Chapter 27 #3
Turning his head, he leaned over her once more and covered her mouth with his own, and now she thought she’d lose herself entirely, pulled apart between the hunger of his mouth and the path of fire his hand was tracing as it inched, so slowly, yet so irresistibly, farther and farther up the oh-so-soft skin of her inner thigh.
Without conscious thought she lifted her hands, tangling them in Ionáin’s hair, gripping him fiercely as her tongue slid against his, their breaths mingling and growing slower and shallower as their kisses deepened and Ionáin’s hand hardened on her thigh as if he was marking her for all time.
A new sensation began deep inside her, coiling and tightening as he slowly, surely increased the pressure from his fingertips until she almost couldn’t bear it, reaching with both her hands and dragging his head down toward her.

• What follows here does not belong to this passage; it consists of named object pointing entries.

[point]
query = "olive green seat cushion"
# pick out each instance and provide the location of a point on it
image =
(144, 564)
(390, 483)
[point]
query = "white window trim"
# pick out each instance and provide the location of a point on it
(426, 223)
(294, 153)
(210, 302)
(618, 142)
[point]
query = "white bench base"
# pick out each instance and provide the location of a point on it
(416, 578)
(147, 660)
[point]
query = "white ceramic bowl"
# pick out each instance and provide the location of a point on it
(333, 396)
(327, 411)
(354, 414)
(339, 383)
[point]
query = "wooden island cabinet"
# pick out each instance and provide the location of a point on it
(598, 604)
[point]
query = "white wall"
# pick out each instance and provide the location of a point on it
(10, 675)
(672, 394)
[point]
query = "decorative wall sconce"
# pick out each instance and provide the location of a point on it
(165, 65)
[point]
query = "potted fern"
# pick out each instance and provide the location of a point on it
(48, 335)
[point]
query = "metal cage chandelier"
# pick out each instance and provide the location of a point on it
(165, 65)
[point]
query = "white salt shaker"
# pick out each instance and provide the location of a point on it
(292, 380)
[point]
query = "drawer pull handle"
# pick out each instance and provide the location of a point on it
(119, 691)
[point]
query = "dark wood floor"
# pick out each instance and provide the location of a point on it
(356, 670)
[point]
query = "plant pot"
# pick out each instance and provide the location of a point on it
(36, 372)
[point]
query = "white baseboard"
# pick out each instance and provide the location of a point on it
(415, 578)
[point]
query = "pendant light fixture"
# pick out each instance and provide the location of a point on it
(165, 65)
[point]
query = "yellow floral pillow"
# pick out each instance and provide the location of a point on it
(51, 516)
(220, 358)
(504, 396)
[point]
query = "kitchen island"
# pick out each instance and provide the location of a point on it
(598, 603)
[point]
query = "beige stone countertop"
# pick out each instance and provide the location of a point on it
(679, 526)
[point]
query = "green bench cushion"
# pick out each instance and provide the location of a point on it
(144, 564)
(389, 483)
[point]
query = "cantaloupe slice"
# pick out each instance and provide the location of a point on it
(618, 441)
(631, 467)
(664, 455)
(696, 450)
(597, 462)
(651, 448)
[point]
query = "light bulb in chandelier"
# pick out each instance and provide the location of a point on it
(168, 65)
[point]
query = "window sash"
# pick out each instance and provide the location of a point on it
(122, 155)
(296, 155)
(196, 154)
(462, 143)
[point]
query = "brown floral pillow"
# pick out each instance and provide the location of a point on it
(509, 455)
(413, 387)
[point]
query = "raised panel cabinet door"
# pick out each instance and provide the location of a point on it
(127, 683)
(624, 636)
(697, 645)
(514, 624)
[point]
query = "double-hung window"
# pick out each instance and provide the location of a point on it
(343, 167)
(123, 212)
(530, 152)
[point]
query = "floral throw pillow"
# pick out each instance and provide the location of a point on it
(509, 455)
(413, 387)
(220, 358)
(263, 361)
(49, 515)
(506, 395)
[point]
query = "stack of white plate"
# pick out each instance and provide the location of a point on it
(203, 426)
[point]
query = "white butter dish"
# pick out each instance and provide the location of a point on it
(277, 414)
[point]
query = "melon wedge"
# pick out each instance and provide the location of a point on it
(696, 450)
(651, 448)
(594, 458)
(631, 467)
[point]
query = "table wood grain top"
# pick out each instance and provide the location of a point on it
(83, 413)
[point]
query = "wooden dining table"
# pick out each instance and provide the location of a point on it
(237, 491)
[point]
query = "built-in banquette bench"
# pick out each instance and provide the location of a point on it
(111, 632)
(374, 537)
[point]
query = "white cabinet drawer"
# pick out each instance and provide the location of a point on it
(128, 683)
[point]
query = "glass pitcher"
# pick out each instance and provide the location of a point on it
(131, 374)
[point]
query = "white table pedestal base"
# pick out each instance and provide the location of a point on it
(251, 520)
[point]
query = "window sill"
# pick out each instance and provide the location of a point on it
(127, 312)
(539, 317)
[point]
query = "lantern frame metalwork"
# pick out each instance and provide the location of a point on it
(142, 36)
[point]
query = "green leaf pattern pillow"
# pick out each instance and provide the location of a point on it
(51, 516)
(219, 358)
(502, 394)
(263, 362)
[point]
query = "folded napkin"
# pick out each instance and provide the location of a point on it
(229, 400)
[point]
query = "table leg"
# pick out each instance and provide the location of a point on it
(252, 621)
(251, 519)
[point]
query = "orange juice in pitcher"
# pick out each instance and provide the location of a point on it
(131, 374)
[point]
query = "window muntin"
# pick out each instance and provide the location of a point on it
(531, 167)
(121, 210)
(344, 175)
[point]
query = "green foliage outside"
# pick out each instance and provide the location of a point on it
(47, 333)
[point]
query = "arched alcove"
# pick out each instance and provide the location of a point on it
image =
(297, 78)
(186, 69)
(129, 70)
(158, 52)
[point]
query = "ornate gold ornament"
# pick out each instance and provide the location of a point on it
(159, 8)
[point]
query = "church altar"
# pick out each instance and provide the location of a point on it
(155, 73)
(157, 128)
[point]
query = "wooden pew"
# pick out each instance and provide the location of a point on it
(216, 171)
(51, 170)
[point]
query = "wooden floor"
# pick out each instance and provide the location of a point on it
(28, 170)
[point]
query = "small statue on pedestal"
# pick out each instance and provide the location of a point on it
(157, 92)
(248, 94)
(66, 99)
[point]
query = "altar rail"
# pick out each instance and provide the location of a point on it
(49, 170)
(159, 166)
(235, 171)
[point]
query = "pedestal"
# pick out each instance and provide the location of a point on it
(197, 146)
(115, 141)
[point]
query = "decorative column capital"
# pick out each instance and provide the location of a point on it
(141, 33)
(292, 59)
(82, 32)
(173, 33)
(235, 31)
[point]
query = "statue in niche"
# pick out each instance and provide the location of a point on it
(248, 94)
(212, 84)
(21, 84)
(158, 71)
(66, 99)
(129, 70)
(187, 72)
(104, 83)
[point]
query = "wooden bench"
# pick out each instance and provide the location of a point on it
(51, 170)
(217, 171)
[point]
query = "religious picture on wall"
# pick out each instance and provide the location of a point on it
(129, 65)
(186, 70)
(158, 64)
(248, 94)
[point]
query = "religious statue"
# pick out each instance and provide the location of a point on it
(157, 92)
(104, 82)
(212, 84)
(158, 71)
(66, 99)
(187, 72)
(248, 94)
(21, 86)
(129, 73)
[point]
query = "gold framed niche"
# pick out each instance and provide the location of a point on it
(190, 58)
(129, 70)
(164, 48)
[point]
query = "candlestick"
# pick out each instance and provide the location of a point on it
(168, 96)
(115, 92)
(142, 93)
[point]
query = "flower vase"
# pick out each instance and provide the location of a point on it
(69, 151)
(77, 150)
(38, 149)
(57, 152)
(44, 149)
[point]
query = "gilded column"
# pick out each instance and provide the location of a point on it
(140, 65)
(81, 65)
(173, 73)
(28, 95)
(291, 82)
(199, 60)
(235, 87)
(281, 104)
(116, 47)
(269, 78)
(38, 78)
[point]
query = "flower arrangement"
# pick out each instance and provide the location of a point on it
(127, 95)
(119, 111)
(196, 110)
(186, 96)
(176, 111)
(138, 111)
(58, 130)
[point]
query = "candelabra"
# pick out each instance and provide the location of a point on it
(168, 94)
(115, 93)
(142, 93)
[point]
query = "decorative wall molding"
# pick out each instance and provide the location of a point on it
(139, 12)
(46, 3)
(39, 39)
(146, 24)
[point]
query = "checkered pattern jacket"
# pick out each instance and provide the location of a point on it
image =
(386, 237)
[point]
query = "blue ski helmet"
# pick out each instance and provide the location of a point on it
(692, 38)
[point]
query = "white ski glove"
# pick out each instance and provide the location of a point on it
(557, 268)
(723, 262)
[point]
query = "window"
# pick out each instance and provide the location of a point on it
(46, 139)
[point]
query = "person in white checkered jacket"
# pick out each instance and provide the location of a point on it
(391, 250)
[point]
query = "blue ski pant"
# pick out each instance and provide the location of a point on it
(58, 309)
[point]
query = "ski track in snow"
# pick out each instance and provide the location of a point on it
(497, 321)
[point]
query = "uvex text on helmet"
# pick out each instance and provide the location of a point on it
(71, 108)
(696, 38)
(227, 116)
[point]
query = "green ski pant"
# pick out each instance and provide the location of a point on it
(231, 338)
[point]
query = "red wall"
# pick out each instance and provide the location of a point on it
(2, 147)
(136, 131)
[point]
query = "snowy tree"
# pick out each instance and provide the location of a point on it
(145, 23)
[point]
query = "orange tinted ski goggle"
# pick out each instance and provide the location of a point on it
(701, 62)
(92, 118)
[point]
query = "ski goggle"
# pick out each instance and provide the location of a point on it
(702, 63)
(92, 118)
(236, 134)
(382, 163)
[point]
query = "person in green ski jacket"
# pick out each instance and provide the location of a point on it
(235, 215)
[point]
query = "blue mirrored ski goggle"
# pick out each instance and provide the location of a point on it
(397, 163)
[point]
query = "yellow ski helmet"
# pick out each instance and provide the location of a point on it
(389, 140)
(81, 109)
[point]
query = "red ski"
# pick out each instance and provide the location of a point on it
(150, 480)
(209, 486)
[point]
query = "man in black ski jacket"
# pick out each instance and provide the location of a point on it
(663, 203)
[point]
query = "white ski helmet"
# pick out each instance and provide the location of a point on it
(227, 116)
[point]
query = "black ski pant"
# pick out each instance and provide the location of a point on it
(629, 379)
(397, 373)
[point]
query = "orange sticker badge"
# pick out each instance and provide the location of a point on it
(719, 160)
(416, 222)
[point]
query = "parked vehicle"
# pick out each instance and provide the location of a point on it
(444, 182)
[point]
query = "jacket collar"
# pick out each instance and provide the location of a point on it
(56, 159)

Her existence narrowed to a single point of time, of pressure, of love given, taken, lost, and broken apart to only feel until, from far beyond their stone-and-velvet cave where the snow flurried and their kisses became whole lifetimes lived in an instant, a bell sounded. Tolling midnight.
Ionáin lifted his head.
éadha loosened her hands in his hair, and inside a part of her heart broke in two as she saw the memory of Lambay, of where they were, of the world that lay beyond their tower room, return to Ionáin’s eyes.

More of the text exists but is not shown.